= Von Neumann architecture =

Computer architecture where code and data share a common bus

A von Neumann architecture scheme

The von Neumann architecture—also known as the von Neumann model or Princeton architecture—is a computer architecture based on the First Draft of a Report on the EDVAC, written by John von Neumann in 1945, describing designs by John Mauchly and J. Presper Eckert at the University of Pennsylvania's Moore School of Electrical Engineering. The document describes a design architecture for an electronic digital computer made of "organs" that were later understood to have these components:
- A central arithmetic unit to perform arithmetic operations;
- A central control unit to sequence operations performed by the machine;
- Memory that stores data and instructions;
- An "outside recording medium" to store input to and output from the machine;
- Input and output mechanisms to transfer data between the memory and the outside recording medium.

The attribution of the invention of the architecture to von Neumann is incorrect. Eckert and Mauchly had essentially finished designing a stored program computer before discussing the ideas with von Neumann and Herman Goldstine.

The term "von Neumann architecture" has evolved to refer to any stored-program computer in which an instruction fetch and a data operation cannot occur at the same time (since they share a common bus). This is referred to as the von Neumann bottleneck, which often limits the performance of the corresponding system. According to Michael Williams, when people speak of the "von Neumann architecture", it is describing getting a word from memory with the bits in parallel, as with the IAS machine, instead of in series.

The von Neumann architecture is simpler than the Harvard architecture (which has one dedicated set of address and data buses for reading and writing to memory and another set of address and data buses to fetch instructions).

A stored-program computer uses the same underlying mechanism to encode both program instructions and data as opposed to designs which use a mechanism such as discrete plugboard wiring or fixed control circuitry for instruction implementation. Stored-program computers were an advancement over the manually reconfigured or fixed function computers of the 1940s, such as the Colossus and the ENIAC. These were programmed by setting switches and inserting patch cables to route data and control signals between various functional units.

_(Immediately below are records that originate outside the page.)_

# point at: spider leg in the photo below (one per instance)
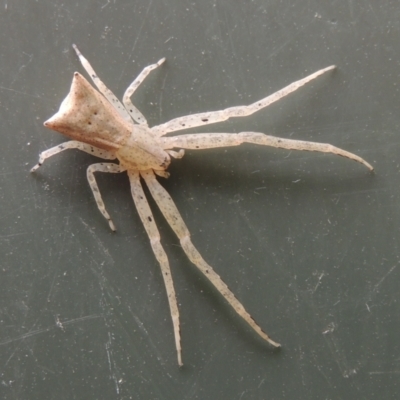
(211, 140)
(172, 215)
(148, 221)
(102, 167)
(108, 94)
(73, 144)
(133, 111)
(194, 120)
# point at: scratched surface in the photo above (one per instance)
(308, 242)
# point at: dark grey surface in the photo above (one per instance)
(308, 242)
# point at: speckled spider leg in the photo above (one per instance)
(108, 94)
(172, 215)
(154, 236)
(73, 144)
(195, 120)
(133, 111)
(102, 167)
(211, 140)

The vast majority of modern computers use the same hardware mechanism to encode and store both data and program instructions, but have caches between the CPU and memory, and, for the caches closest to the CPU, have separate caches for instructions and data, so that most instruction and data fetches use separate buses (split-cache architecture).

==History==
The earliest computing machines had fixed programs. Some very simple computers still use this design, either for simplicity or training purposes. For example, a desk calculator (in principle) is a fixed-program computer. It can do basic mathematics, but it cannot run a word processor or games. Changing the program of a fixed-program machine requires rewiring, restructuring, or redesigning the machine. The earliest computers were not so much "programmed" as "designed" for a particular task. "Reprogramming"—when possible at all—was a laborious process that started with flowcharts and paper notes, followed by detailed engineering designs, and then the often-arduous process of physically rewiring and rebuilding the machine. It could take three weeks to set up and debug a program on ENIAC.

With the proposal of the stored-program computer, this changed. A stored-program computer includes, by design, an instruction set, and can store in memory a set of instructions (a program) that details the computation.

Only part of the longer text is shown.